A fé costuma falhar


A Apple desiste do carro autônomo e elétrico. Por quê?

O mais interessante de projetos flopados é o aspecto quase religioso com que a fé em seu sucesso se dissemina entre os participantes

A Apple desistiu de desenvolver um carro autônomo elétrico. Depois de 10 anos de dedicação ao invento, a companhia concluiu que as margens apertadas da indústria automobilística não eram suficientemente atrativas para uma companhia acostumada com lucros generosos (Valor Econômico, 09/04/24). Bem, você perguntará, mas a rentabilidade de fabricar e vender carros era muito melhor uma década atrás, quando a empresa entrou no negócio? A óbvia resposta negativa encadeará outra pergunta: por que diabos então a Apple meteu-se nessa aventura, se desde o início ela não era promissora economicamente?

Há um somatório de razões plausíveis. A primeira é que, antes de se começar a testar novas tecnologias, não se sabe exatamente todas as suas aplicações e, consequentemente, suas possibilidades criativas e comerciais. É preciso um bom período de hands on para desbravar o terreno e entender suas peculiaridades, potenciais e limitações. A fronteira tecnológica, em 2014, parecia ser os veículos autônomos, dependentes de uma expertise que a Apple, altamente capitalizada, detinha – por que não tentar, então?

Um segundo conjunto de razões diz respeito à dinâmica interna das organizações. Em um artigo já citado neste blog, uma pesquisadora lembra que fracassos se devem à confiança exagerada numa ideia, contribuindo para constituir uma “crença coletiva” quase irracional. Isso torna os integrantes da equipe cegos aos maus resultados que se acumulam ao longo do tempo. É bem possível que uma empresa acostumada a sucessos contínuos, como a Apple, tenha sido vítima de um fenômeno do tipo.

Finalmente, há a falácia dos custos irrecuperáveis, viés cognitivo que torna mais difícil abandonar qualquer ideia depois que se já investiu muito nela – mesmo que persistir se desenhe mais custoso econômica, física e emocionalmente. O desenvolvimento do icônico Concorde, avião supersônico já fora de operação, foi um caso típico: custou 20 vezes mais que o estimado inicialmente e nunca deu lucro.

Há antídotos a todos esses males, claro. Uma avaliação do tamanho atual e projetado do mercado em que se vai ingressar é a mais evidente. E, também, a mais inconfiável em alguns casos, pois o mercado se redimensiona de tempos em tempo conforme novas aplicações para uma tecnologia são descobertas ou tornadas obsoletas. A melhor prevenção, mesmo, é desde o início dos trabalhos instituir alertas que permitam avaliar periodicamente o andamento das iniciativas e determinar critérios para continuação ou simples desistência.
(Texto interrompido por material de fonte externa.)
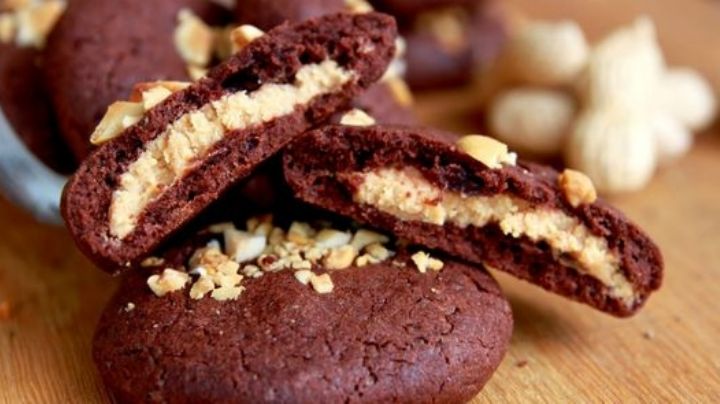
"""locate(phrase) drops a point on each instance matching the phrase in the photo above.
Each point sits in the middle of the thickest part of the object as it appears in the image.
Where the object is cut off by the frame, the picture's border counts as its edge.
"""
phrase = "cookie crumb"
(152, 262)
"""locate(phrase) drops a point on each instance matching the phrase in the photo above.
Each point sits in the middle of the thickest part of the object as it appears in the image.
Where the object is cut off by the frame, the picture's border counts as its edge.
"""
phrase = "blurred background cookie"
(24, 99)
(447, 40)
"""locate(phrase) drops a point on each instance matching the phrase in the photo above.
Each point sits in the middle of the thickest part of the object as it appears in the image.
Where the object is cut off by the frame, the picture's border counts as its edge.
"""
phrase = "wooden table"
(560, 351)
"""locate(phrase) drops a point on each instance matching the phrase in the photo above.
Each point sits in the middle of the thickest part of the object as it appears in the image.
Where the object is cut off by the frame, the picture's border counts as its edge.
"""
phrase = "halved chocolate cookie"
(389, 101)
(525, 219)
(138, 188)
(101, 48)
(381, 331)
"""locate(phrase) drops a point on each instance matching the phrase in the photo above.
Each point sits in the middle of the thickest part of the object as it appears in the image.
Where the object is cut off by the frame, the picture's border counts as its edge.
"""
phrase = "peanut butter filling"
(172, 154)
(406, 194)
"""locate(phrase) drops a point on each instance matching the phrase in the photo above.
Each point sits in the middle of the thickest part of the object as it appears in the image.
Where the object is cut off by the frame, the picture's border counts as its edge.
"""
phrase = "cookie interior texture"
(514, 218)
(94, 58)
(138, 188)
(385, 334)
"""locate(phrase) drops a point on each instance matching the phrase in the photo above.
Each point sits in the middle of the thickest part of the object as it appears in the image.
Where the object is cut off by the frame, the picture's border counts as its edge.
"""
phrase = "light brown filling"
(406, 194)
(169, 156)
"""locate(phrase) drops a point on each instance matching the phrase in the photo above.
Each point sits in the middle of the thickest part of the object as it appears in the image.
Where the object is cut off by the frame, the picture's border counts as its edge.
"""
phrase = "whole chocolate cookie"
(446, 45)
(384, 334)
(101, 48)
(474, 202)
(267, 14)
(181, 154)
(25, 103)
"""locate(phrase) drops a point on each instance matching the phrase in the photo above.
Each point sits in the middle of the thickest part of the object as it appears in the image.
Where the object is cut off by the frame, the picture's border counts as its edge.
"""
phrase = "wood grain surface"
(51, 296)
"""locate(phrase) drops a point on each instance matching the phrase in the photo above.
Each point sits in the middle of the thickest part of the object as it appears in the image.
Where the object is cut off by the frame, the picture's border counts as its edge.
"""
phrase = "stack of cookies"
(284, 230)
(366, 280)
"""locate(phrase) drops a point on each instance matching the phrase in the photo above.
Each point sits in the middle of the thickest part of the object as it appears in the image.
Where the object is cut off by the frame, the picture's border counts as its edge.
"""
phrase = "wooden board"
(560, 351)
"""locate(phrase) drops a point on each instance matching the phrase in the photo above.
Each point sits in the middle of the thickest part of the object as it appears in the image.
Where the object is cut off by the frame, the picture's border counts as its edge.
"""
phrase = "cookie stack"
(366, 281)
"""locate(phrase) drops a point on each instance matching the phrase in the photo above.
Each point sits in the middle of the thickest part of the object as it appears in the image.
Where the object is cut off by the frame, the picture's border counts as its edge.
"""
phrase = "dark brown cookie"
(140, 187)
(267, 14)
(445, 46)
(100, 49)
(384, 334)
(385, 105)
(516, 218)
(380, 100)
(26, 105)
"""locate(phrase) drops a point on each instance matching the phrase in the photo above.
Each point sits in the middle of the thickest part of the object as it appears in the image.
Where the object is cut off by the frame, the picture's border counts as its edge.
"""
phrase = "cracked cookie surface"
(386, 333)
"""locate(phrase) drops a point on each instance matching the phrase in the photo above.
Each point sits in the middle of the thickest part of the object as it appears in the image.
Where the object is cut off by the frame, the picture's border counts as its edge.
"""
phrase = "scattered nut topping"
(487, 150)
(215, 269)
(153, 93)
(340, 258)
(401, 91)
(300, 233)
(378, 252)
(364, 238)
(578, 187)
(169, 281)
(196, 73)
(322, 283)
(358, 6)
(423, 262)
(357, 117)
(194, 39)
(227, 293)
(119, 116)
(242, 246)
(201, 287)
(304, 276)
(123, 114)
(152, 262)
(34, 21)
(241, 36)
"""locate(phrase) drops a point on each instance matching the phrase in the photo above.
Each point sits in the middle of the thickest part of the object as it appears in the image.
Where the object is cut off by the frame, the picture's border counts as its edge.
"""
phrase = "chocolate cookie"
(267, 14)
(100, 49)
(382, 100)
(25, 103)
(445, 46)
(140, 187)
(525, 219)
(385, 333)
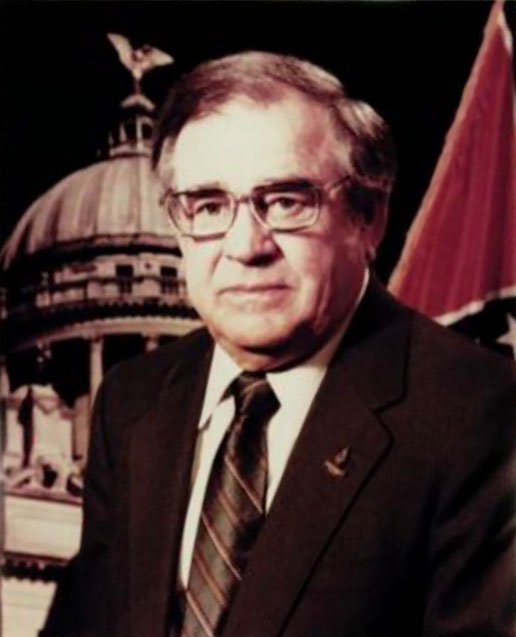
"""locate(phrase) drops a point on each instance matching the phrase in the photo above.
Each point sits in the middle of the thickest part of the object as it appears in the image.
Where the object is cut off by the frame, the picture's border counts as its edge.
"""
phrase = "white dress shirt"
(295, 390)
O mais interessante de projetos flopados, segundo o artigo mencionado anteriormente, é o aspecto quase religioso com que a fé em seu sucesso se dissemina entre os participantes. Por convicção, omissão ou oportunismo, ninguém contesta o dogma que aponta uma Terra Prometida de inovação e de lucros, mesmo que sinais contrários volta e meia apareçam. O resultado é que organizações podem se transformar em pequenas seitas por algum tempo, o que no caso da Apple não deixa de ser irônico: acostumada a ser beneficiária desse sentimento entre seus consumidores, acabou vítima ao vê-lo instaurado em meio aos próprios colaboradores.